Verification — how we know it works end-to-end

  • Build + run: ./gradlew runIde (via the existing Run IDE with Plugin run configuration) opens a sandbox IDE with the plugin loaded.
  • Manual smoke on a real project:
    1. Open a small Kotlin/Java project (recommend the plugin's own repo or a simple Spring Boot sample).
    2. Wait for "Indexing… N/M" status to finish.
    3. Search: "where is authentication done" / "entry point" / "tool window" / "how is indexing triggered" → expect relevant symbols in top-5.
    4. Click a result → IDE jumps to the exact PSI range.
    5. Modify a file (rename a class) → within ~2s, the new name appears in search; the old one does not.
    6. Close and reopen the project → no re-index runs (cache hit).
  • Automated: ./gradlew test runs unit + BasePlatformTestCase integration tests. ./gradlew verifyPlugin must pass.
  • JetBrains MCP verification (during development): use mcp__jetbrains__build_project after each change; mcp__jetbrains__execute_run_configuration on Run IDE with Plugin; mcp__jetbrains__get_file_problems to catch inspection issues before build.

Out of scope for Phase 1 (explicit non-goals)

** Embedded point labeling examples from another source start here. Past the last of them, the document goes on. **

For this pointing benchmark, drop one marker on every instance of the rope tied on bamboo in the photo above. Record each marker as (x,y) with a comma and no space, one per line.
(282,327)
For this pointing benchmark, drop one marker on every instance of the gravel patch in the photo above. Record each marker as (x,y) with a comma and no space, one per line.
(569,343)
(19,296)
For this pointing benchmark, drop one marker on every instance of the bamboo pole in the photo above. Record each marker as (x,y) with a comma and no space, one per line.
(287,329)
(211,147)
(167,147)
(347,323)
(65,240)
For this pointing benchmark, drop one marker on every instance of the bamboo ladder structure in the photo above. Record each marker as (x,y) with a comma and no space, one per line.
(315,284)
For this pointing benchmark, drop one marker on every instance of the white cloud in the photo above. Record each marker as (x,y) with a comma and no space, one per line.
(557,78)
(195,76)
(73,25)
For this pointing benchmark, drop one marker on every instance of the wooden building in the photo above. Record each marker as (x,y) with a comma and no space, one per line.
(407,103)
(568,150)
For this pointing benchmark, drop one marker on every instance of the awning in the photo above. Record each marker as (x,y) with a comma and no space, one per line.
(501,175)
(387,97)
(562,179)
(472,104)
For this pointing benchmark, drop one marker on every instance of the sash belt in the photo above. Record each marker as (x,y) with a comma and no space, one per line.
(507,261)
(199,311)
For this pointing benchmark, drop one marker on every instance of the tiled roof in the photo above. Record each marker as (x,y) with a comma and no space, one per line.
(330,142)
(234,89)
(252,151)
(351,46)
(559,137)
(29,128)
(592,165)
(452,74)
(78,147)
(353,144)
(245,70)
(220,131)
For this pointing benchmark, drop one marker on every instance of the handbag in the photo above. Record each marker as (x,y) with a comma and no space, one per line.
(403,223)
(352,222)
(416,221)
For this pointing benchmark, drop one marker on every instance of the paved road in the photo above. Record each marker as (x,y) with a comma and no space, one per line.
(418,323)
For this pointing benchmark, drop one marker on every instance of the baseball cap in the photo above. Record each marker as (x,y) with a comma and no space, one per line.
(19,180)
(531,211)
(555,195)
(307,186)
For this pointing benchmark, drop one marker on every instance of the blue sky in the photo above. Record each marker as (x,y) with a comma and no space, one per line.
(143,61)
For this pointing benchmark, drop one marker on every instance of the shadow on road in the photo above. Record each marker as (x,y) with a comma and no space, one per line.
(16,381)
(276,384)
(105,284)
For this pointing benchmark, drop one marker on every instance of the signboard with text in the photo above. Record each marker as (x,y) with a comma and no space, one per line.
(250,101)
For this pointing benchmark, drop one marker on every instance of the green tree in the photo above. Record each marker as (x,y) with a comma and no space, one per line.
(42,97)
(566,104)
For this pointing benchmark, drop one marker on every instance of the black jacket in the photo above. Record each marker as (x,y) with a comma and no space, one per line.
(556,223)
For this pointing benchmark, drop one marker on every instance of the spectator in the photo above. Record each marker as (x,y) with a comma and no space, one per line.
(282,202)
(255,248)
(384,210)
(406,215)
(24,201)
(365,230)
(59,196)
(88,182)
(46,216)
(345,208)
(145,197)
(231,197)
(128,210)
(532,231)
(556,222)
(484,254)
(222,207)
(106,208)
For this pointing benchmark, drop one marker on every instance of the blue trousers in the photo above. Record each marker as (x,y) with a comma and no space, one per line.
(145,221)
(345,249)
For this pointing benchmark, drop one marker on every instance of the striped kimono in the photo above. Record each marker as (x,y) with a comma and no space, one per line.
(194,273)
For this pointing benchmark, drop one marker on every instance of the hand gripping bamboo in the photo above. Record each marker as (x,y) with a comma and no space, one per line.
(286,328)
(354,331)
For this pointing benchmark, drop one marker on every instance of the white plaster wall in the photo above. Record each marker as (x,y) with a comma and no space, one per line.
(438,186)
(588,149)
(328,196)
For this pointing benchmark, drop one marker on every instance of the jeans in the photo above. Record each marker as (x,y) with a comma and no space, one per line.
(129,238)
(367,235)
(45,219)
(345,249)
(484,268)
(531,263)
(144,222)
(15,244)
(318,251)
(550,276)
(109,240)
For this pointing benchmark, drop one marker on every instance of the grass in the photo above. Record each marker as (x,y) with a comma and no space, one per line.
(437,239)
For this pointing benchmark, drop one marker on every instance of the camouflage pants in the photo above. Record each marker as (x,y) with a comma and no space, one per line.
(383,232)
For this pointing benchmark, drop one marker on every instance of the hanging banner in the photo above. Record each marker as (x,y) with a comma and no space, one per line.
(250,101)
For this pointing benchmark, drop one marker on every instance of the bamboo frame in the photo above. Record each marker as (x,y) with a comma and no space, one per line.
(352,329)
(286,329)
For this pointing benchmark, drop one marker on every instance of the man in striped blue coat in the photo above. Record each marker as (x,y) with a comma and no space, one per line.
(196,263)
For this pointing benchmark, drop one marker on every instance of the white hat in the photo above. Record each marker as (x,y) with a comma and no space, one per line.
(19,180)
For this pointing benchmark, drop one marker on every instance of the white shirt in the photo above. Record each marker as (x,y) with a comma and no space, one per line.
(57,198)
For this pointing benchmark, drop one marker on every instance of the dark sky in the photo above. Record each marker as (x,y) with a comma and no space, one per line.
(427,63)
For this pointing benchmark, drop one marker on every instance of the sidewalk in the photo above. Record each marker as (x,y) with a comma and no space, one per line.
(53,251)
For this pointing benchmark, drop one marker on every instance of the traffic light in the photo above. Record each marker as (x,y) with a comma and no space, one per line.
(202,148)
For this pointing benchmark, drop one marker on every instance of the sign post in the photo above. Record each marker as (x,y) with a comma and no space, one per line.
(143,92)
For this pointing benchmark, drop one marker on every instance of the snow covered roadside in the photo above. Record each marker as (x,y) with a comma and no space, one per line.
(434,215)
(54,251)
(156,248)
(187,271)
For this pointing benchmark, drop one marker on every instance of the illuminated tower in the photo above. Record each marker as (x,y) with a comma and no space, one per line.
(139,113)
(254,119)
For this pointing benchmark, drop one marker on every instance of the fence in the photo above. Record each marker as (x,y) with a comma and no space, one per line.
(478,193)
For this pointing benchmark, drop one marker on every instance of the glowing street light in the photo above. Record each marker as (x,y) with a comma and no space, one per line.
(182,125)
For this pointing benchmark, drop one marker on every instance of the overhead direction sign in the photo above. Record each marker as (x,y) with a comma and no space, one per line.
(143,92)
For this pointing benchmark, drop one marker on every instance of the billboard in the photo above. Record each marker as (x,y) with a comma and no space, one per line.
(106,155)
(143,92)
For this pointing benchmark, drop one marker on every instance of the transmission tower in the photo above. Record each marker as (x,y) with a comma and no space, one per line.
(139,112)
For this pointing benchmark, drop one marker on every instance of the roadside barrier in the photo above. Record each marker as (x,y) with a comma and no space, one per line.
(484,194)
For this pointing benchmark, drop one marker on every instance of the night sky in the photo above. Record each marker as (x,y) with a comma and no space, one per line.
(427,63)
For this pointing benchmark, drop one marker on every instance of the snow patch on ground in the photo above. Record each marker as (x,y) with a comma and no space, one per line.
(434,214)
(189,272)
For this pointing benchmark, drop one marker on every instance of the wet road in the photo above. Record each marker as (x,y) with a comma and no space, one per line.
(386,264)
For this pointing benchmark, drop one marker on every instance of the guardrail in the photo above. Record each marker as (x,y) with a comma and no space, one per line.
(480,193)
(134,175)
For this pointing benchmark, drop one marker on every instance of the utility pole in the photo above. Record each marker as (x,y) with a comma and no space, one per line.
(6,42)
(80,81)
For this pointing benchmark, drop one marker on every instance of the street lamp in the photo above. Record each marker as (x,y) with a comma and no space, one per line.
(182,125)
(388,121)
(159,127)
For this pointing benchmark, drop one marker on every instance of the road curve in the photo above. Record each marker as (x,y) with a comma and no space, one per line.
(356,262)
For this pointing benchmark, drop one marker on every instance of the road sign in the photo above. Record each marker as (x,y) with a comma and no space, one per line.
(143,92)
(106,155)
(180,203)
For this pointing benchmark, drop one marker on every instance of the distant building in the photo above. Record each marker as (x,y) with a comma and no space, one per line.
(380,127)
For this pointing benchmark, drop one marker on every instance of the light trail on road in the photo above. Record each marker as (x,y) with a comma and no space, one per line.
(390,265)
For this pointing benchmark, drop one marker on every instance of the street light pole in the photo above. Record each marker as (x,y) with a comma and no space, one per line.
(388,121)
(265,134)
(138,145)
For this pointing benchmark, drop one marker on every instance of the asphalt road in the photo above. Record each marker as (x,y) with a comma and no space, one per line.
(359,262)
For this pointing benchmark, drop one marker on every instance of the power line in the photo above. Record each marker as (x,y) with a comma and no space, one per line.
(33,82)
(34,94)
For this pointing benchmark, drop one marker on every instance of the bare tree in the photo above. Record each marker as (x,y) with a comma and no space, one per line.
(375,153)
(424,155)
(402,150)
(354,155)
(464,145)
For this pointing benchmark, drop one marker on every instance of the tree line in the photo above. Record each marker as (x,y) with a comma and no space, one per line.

  • Answering questions with an LLM (Phase 2).
  • Languages other than Kotlin/Java (interface exists; implementations later).
  • Search Everywhere integration, right-click "ask about this" actions.
  • Remote embedding providers (interface exists; implementations later).
  • HNSW / ANN vector index (linear scan is sufficient for target scale).
  • Multi-project/workspace-wide search.
  • Commit-message / VCS history signal in ranking.
  • Marketplace publishing.

Open risks and mitigations

Risk Mitigation
ONNX + tokenizer bundle is too large (>50MB plugin JAR) Use int8-quantized bge-small (~33MB). If still too large, download-on-first-run to PathManager.getSystemPath() with a progress UI.
Embedding latency slows typing Embed on a single dedicated dispatcher; debounce UI; cap query length.
Kotlin PSI API differences across IDE versions Pin to intellijIdea("2025.2.4") for Phase 1; verify with verifyPlugin before any version bumps.
Initial index on a huge project blocks Task.Backgroundable + progress + user can close the IDE; on reopen we resume from partial cache.
Ranking quality is weak on vague queries Signal fusion weights are plain constants, easy to tune; keep a small hand-labeled eval set of 20 queries → expected top-3 for regression-testing tuning changes.